Bachelard, à table, se conduisit d'une façon particulièrement malpropre. Il était arrivé dans un état d'ivresse avancé; car, depuis la perte de Fifi, il tombait aux écarts des grandes passions. Heureusement, madame Josserand n'avait invité personne, par crainte d'être déconsidérée. Au dessert, il s'endormit en racontant des histoires embrouillées de noceur gâteux, et il fallut le réveiller pour le mener dans la chambre de M. Josserand. Toute une mise en scène y était préparée, afin d'agir sur sa sensibilité de vieil ivrogne: devant le lit du père, se trouvaient deux fauteuils, l'un pour la mère, l'autre pour l'oncle. Berthe et Hortense se tiendraient debout. On verrait un peu si l'oncle oserait mentir une fois encore à ses promesses, en face d'un mourant, dans une chambre si triste, qu'une lampe fumeuse éclairait mal.

– Narcisse, dit madame Josserand, la situation est grave…

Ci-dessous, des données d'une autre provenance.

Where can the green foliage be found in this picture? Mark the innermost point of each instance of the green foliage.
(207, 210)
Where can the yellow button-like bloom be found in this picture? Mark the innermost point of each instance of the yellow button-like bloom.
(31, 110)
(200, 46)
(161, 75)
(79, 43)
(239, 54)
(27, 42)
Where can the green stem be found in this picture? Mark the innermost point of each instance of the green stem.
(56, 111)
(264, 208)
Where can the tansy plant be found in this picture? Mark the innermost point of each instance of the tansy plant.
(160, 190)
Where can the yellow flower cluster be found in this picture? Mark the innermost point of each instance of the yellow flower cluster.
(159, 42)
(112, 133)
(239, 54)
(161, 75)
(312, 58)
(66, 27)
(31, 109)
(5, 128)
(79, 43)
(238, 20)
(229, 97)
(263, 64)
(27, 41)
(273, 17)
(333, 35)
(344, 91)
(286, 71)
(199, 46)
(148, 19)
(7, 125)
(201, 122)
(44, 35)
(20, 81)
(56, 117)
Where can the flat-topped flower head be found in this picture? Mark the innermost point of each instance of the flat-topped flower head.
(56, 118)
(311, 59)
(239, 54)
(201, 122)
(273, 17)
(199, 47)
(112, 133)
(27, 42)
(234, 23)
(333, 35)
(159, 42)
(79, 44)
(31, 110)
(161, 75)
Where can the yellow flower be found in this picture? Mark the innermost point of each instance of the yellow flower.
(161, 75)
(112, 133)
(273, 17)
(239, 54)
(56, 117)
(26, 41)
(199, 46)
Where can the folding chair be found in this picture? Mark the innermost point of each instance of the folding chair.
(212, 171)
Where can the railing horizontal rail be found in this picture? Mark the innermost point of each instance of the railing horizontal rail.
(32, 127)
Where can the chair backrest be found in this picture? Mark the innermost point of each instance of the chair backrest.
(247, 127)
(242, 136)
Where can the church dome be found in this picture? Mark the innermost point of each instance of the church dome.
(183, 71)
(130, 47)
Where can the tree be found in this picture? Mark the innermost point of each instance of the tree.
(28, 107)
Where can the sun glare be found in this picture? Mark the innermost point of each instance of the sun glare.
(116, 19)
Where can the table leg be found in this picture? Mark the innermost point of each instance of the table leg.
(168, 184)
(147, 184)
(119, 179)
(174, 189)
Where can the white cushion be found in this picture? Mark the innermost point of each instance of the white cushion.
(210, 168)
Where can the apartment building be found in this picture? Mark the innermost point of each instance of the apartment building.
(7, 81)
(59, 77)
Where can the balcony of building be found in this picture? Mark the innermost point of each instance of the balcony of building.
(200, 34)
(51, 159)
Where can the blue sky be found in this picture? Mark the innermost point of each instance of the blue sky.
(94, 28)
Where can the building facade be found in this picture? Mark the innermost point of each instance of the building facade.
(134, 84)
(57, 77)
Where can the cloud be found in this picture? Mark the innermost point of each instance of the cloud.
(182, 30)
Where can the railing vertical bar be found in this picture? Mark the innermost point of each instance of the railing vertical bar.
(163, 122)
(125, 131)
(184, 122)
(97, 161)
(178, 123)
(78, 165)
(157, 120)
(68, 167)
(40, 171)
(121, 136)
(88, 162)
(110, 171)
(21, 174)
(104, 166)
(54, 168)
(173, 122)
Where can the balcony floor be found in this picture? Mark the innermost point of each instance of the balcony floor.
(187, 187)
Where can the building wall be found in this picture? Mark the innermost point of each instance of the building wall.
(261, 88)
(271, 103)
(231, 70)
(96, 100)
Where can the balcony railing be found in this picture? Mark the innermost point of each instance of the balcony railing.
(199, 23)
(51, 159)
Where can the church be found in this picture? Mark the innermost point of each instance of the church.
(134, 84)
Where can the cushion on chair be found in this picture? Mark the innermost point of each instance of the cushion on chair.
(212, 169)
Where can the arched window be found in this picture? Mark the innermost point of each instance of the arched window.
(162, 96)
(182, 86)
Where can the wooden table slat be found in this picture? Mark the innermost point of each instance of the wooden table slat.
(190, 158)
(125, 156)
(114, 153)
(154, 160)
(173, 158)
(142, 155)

Et, d'une voix lente et solennelle, elle expliqua cette situation, le malheur regrettable de sa fille, la vénalité révoltante du mari, la résolution pénible où elle était de donner les cinquante mille francs, pour faire cesser le scandale qui couvrait la famille de honte. Puis, sévèrement:

– Souviens-toi de ce que tu as promis, Narcisse… Le soir du contrat, tu t'es encore frappé la poitrine, en jurant que Berthe pouvait compter sur le coeur de son oncle. Eh bien! où est-il, ce coeur? le moment est venu de le montrer… Monsieur Josserand, joignez-vous à moi, indiquez-lui son devoir, si votre état de faiblesse vous le permet.

Malgré sa profonde répugnance, le père murmura, par tendresse pour sa fille:

– C'est la vérité, vous avez promis, Bachelard. Voyons, avant que je m'en aille, faites-moi donc le plaisir de vous conduire proprement.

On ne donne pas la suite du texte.